Efectos de una suba salarial. En febrero, las transferencias nacionales de fondos coparticipables a Tucumán superaron los $ 164,2 millones.

04 Marzo 2007
El incremento de 24% en el salario mínimo docente a partir del jueves último, ha generado una fuerte incertidumbre en las provincias, en cuanto a su implementación y a su financiamiento. Si bien mejoran las transferencias de fondos federales a las provincias (en febrero la coparticipación se incrementó en un 23,4% respecto de igual mes de 2006), la “coparticipación” de decisiones nacionales pone a más de un gobernador entre la espada y la pared.
“Si se analiza qué pasaría si se trasladara el aumento del 24% al resto de los empleados provinciales, la suba en el gasto en personal sería de $ 11.400 millones anuales (equivale a tres presupuestos y medio de Tucumán) para las 23 provincias y para la Ciudad de Buenos Aires”, dice la consultora Economía & Regiones. “Debido al proceso de deterioro fiscal en el cual se hallan inmersas la mayoría de las provincias, haría inviable un aumento de tal magnitud.

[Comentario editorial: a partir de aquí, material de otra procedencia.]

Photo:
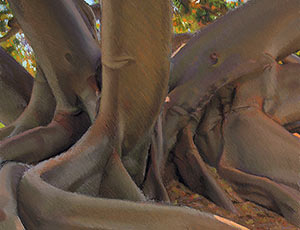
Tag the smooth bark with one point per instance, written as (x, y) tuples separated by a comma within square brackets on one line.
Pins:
[(15, 88)]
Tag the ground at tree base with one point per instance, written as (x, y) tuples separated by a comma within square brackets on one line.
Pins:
[(250, 215)]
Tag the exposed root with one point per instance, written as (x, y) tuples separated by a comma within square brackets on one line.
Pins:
[(195, 174), (39, 111), (261, 190), (153, 186), (70, 211), (117, 183), (41, 143), (10, 175)]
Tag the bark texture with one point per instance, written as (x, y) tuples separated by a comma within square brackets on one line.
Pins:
[(94, 166)]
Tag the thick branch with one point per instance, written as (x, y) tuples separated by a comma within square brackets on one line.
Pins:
[(39, 112), (15, 88)]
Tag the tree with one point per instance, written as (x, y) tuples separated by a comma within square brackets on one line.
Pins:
[(96, 129)]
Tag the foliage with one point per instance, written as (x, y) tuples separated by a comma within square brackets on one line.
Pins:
[(192, 15), (16, 46)]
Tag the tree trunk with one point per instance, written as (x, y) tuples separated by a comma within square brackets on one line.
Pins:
[(15, 88), (120, 148)]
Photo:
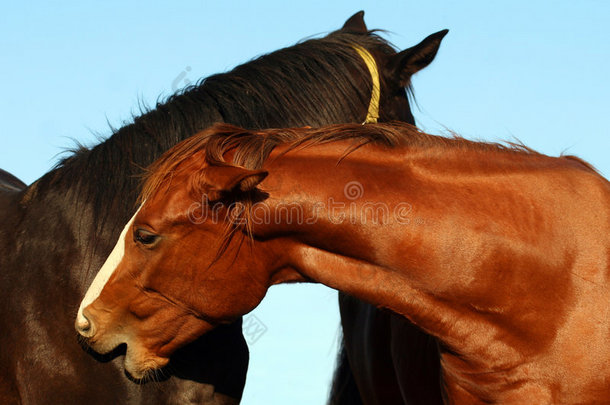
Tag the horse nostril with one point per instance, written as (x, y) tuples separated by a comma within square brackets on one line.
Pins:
[(84, 326)]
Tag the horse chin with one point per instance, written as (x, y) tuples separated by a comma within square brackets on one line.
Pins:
[(140, 363)]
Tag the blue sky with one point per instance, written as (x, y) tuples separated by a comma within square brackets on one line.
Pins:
[(536, 71)]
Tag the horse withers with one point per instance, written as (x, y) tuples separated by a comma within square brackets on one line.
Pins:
[(501, 253)]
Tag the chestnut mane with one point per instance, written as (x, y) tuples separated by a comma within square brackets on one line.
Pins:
[(252, 147)]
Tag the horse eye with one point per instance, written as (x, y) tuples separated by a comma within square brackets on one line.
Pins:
[(144, 237)]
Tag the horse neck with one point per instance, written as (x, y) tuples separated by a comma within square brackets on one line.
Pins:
[(456, 223)]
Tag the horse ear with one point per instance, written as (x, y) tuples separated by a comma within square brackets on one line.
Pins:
[(405, 64), (232, 179), (356, 24)]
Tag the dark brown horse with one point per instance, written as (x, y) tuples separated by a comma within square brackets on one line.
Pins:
[(57, 232), (501, 253), (8, 182)]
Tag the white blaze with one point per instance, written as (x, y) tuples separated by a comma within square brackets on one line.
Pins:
[(106, 271)]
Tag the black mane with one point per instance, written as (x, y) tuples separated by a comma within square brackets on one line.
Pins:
[(253, 95)]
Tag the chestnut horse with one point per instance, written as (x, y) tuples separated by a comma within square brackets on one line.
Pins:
[(60, 228), (501, 253)]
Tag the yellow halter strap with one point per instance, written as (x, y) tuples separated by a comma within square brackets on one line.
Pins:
[(373, 113)]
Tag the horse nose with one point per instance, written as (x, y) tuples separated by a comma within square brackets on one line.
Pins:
[(84, 326)]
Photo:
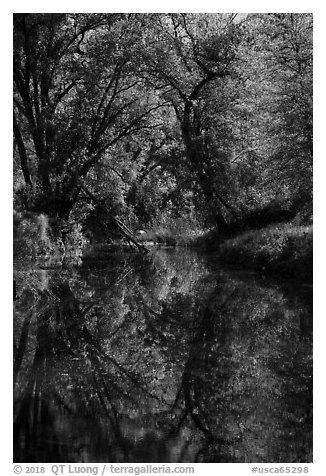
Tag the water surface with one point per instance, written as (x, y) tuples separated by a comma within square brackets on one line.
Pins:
[(167, 357)]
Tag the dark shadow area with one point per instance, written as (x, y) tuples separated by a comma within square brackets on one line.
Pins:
[(161, 358)]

No obstante, una vez otorgado un incremento a uno de los sectores de la administración pública (en este caso, un 24% para el sector educativo), será muy difícil que no actúe como piso para el resto de las negociaciones salariales, en un año de elecciones nacionales y provinciales”, señala el diagnóstico privado.  
Tanto en Tucumán como en el resto del país aún están pendientes las discusiones salariales. Y en muchos casos arrancarán este mes, apenas termine el debate con el sector educativo. En el Gobierno provincial aún no arriesgan el porcentaje de incremento para los más de 70.000 empleados públicos , incluyendo a los maestros. Si embargo, algunos funcionarios consideran que el costo salarial de un nuevo aumento oscilará entre los $ 180 millones y los $ 200 millones anuales. Sólo en las provincias del NOA, que declaró un plantel de 247.671 estatales, el incremento en gasto de personal alcanzaría los $ 1.466 millones.
“Lo que surge del modo inconsulto en que la Nación fijó el nuevo piso salarial para el sector docente es, básicamente, la fragilidad de las instituciones del federalismo fiscal y la imposibilidad de coordinar políticas publicas entre los distintos niveles de gobierno”, advierte la consultora. Por otra parte, “plantear un sueldo mínimo uniforme en todas las provincias, refleja un desconocimiento de la heterogeneidad del país, donde se observan disparidades significativas entre los precios y la composición de las diferentes canastas de consumo”, acota el diagnóstico.
En otras palabras, un aumento generalizado pondría a las provincias a las puertas del incumplimiento de la Ley de Responsabilidad Fiscal, que limita el gasto.